About Us

Who We Are

Indic-Scripts Research Forum is a newly formed research group based in Pune, India, focused on building machine-readable systems for ancient and historic Indian scripts.

Our work currently centers on Modi-scripted Marathi, its transliteration and translation into modern Marathi, with a roadmap that includes other Indic scripts such as Pali and Brahmi.

Why We Exist

Existing efforts to transliterate Modi script into Devanagari have been limited in scope and accuracy. Our own tests on publicly announced models show that sentence-level approaches with small datasets often produce illegible and historically unusable output.

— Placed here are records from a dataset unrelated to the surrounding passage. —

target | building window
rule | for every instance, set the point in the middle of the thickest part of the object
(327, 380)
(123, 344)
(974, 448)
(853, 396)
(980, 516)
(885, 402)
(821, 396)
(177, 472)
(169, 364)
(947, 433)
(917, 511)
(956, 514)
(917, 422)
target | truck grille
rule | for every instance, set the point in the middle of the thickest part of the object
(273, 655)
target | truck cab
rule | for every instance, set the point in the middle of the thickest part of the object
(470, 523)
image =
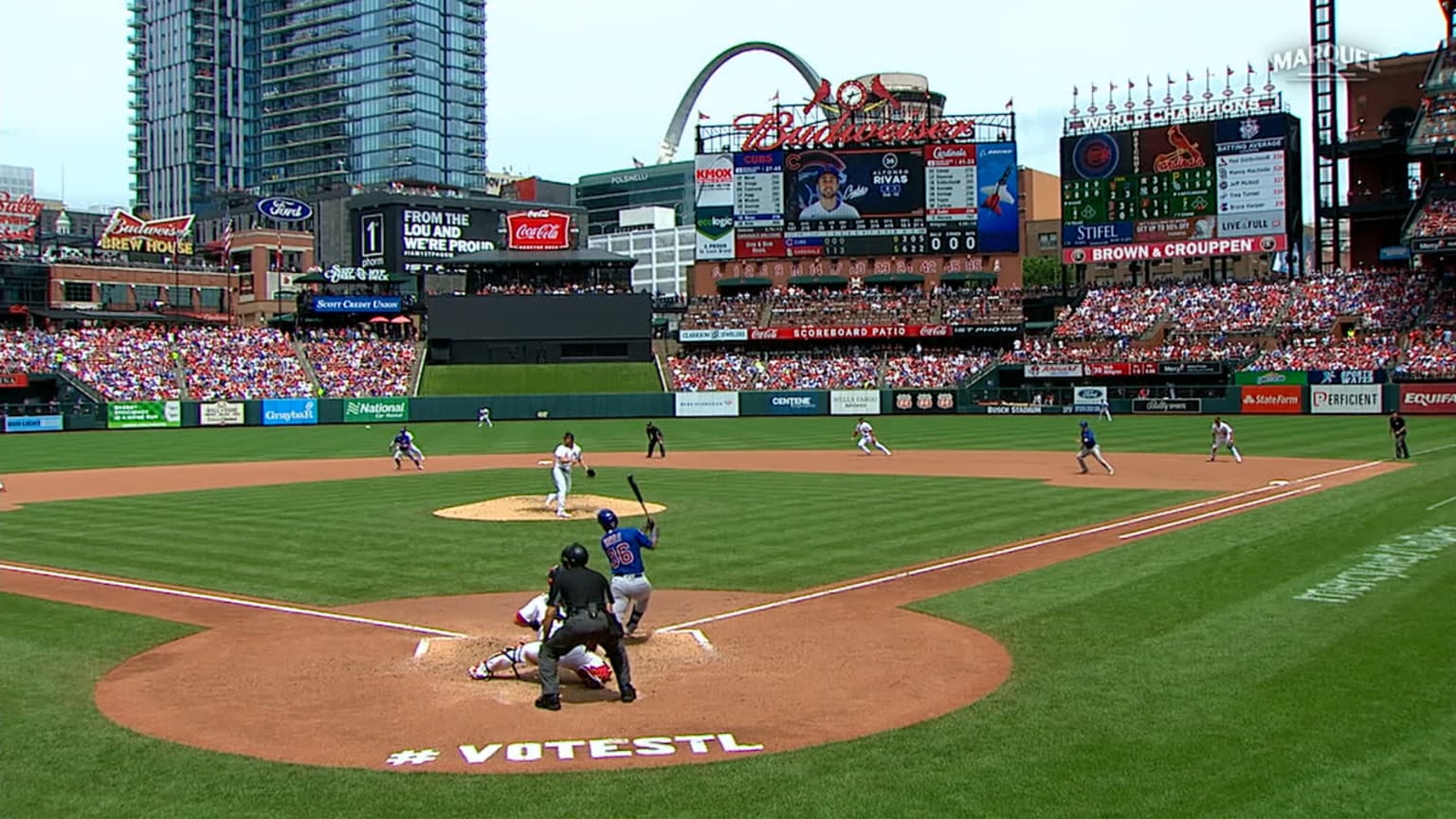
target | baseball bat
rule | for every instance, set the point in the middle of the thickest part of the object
(638, 493)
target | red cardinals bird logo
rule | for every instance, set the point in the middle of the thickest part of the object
(1186, 154)
(999, 194)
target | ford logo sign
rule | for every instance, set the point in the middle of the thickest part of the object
(284, 209)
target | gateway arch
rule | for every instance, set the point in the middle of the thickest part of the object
(684, 106)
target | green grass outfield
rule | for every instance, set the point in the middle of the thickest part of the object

We are addressing this gap by investing the time and effort required to construct large, high-quality character and word-level datasets and robust AI pipelines grounded in dictionaries and expert knowledge.

What We Do

  • Focus on past experimentations at the Modi character level research
  • Test characters to form words
  • Reprogram to improve word construction algorithms
  • Test algorithms to transliterate Modi scripted words to Marathi
  • Build word-level paired datasets:
    • Modi script → transliterated Marathi (Devanagari)
    • Transliteration → modern Marathi equivalents
  • Digitize, code, and build datasets using:
    • Historic dictionaries (e.g., Aitihasik Shabdakosh and other Marathi/old Marathi dictionaries)
    • Marathi Vishwakosh and other reference works
    • Thousands of Maratha history books and documents
  • Use vector databases and retrieval-augmented generation (RAG) to:
    • Link words, meanings, places, people, events
    • Provide context-aware answers and translations
  • Design and fine-tune specialized models and a future Maratha history LLM

Vision

Our long-term vision is to create reliable AI tools that can read, understand, and explain historic Indian documents — not just at the surface level of text, but with awareness of period-specific language, idioms, and historical context.

We want historians, archivists, students, and citizens to be able to access centuries of material that is today locked away in scripts very few people can read.